Chapter Seventeen - Dial-Up and Lag

Name:Stray Cat Strut Author:
Chapter Seventeen - Dial-Up and Lag

Chapter Seventeen - Dial-Up and Lag

Pop Culture IS Mesh Culture.

Memes are the currency of the digital world. Its a world where being a sweet-talker can get you further than having any amount of money, and when everyone is divided into cliques and little in-groups, a bunch of them with huge crossover to other groups, knowing the right meme to say at the right time is like passing the right code phrase along to make sure you really do fit in.

Its chaotic, its a mess, and its fucking beautiful.

--Anonymous Meshizen, 2031

***

The Barbie led us through a paper-thin portal in a wall that opened up onto a catwalk. Below were dozens of cubes, each one with plenty of space to walk around them. And each face of the cubes led into a different space occupying the entire cube.

What?

Oh, neat, Daniel said as he spun his upper body around to see better. Theyve got full non-euclidian here.

Please walk in the centre of the catwalk. Its the shortest path to the far end of the room, the barbie said.

I looked at the back of her head, then stepped to the side so that I was on the edge of the catwalk.
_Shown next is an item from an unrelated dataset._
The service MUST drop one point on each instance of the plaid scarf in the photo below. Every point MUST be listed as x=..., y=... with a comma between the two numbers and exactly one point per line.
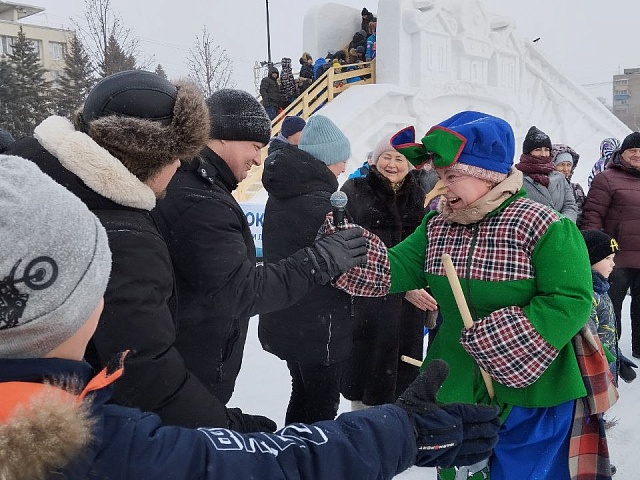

Suddenly, the other two were shooting out ahead of me. Returning to the middle made the space between us shorter in a way that had my head twinging in pain. What?

Space doesnt need to obey normal rules in the Mesh. Gravity and inertia are the rules that we usually break. You know, like how Im floating right now, Daniel said. But things like linear space can be messed with too.

Yeah, but why? I asked.

Daniel wiggled in a sort of shrug. Because it means having more space in less space if two things can be in the same space at the same time?

I shook my head, whiskers wiggling, and looked down again towards the cubes. There were people in them, some in very strange avatars. They were lounging around, others were typing on floating keyboards, and no two cubes were the same. Are those cubicles?

Not quite, the Barbie said. If you can prove that youre worthy of being here, you get some cube space. What you do with it is up to you. Most just carve out a little space for themselves. Some turn it into an exhibit, others into an access port to some other place in the Mesh. We attract some very creative people here.

I can imagine, I said. Gotta be creative to be a proper criminal, right?

The Barbie slowed to a stop, turned, and looked down at me without her expression so much as twitching. Is there a problem?

Uh, no? Im cool with criminals. I crime all the time, I said. But seriously, Im just here to find some clues to save some girl. Thats it.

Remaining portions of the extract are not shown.